Pengasuh Ponpes Al-Islah Bondowoso, Gus Yasin Dhiaul Haq mengatakan, amanah terbesar datang dari masyarakat Singapura yang mengirimkan 807 ekor kambing dan 87 ekor sapi. Sementara dari dalam negeri terdapat tambahan 38 kambing dan 9 ekor sapi.
“Alhamdulillah tahun ini kami kembali dipercaya mengelola hewan kurban dari saudara-saudara kita di Singapura maupun dari dalam negeri,” ujar Gus Yasin, Rabu (27/5/2026).
Selain itu, Presiden Republik Indonesia Prabowo Subianto dan Kapolri Listyo Sigit Prabowo juga menitipkan hewan kurbannya di Ponpes Al-Islah Bondowoso.
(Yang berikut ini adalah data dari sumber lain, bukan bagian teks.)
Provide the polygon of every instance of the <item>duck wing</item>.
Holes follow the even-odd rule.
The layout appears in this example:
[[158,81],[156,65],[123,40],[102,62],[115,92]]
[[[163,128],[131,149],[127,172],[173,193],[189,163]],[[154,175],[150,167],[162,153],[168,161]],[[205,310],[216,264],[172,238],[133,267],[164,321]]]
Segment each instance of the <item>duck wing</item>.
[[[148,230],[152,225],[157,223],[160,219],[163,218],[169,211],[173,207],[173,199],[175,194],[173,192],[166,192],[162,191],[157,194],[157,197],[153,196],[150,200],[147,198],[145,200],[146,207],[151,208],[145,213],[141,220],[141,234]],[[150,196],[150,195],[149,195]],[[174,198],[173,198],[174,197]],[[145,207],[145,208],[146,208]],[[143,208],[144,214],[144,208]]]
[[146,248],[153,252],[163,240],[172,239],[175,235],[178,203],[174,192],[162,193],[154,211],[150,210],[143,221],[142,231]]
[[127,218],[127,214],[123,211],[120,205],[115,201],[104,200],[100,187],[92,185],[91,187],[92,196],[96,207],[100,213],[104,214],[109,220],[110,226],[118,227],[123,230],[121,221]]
Menurut Gus Yasin, total keseluruhan hewan kurban tahun ini diperkirakan mencapai sekitar 980 ekor karena masih ada beberapa hewan yang baru masuk pada waktu terakhir pendataan.
Ribuan paket daging kurban nantinya dibagikan kepada santri, wali santri, jamaah pesantren, hingga masyarakat sekitar. Panitia memperkirakan jumlah penerima mencapai 15 ribu hingga 20 ribu kupon.
Menariknya, sistem distribusi tahun ini dibuat lebih humanis dan ramah masyarakat. Panitia menyiapkan empat jalur antrean berbeda, termasuk jalur prioritas khusus lansia dan ibu hamil.
“Yang paling kiri khusus lansia dan ibu hamil supaya mereka tidak perlu berdesakan. Ada juga jalur drive-thru bagi warga yang ingin mengambil daging menggunakan kendaraan,” jelasnya.
Tak hanya untuk warga Bondowoso, distribusi daging kurban juga menjangkau sejumlah daerah lain seperti Jember, Banyuwangi, Sidoarjo hingga Jombang.
Untuk mendukung kelancaran kegiatan, panitia juga melibatkan tenaga kesehatan, Dinas Peternakan, aparat kepolisian dan TNI guna memastikan keamanan, kesehatan hewan, dan ketertiban selama proses penyembelihan hingga distribusi berlangsung.